Tourist Information, Strathpeffer
©2022 Gazetteer for Scotland

Tourist Information, Strathpeffer

Located 4 miles (6 km) west of Dingwall, along the valley of Strath Peffer, is the spa village of the same name. Several local springs supply water rich in sulphur and iron. In 1777, the local minister wrote that these waters had curative properties and by 1819 facilities had been built to service an increasing number of visitors. In 1885 the railway arrived in Strathpeffer, and between then and the First World War, the town became a popular resort for the wealthy in need of 'treatments', which included both drinking and bathing in the water. Grand hotels and houses were built in distinctive grey metamorphic stone, giving the town grandeur beyond its size. After taking the waters, visitors would enjoy popular tea dances. In 1880, the author Robert Louis Stevenson (1850-94) stayed in the Ben Wyvis Hotel with his American wife Fanny, the couple having married in San Francisco just three months previously.

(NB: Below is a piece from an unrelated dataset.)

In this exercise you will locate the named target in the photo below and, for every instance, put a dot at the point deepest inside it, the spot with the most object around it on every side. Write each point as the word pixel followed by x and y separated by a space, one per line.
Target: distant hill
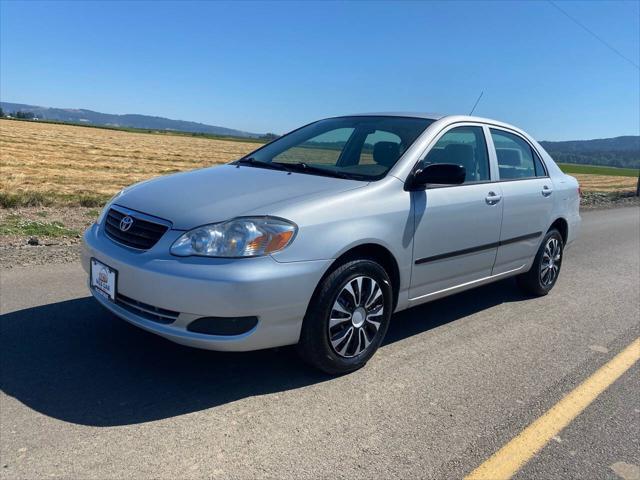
pixel 613 152
pixel 128 120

Today, Strathpeffer is again a significant tourist centre, making use of its legacy of large Victorian hotels primarily for coach parties touring the Highlands. Attractions include the Museum of Childhood and craft centre located in the old railway station, the Strathpeffer Spa Pavilion and the Upper Pump Room, which gives an appreciation of the spa facilities in their heyday. The village also benefits from a Belgian chocolate factory. Nearby is Castle Leod, a Mackenzie stronghold and now a seat of the Earls of Cromartie.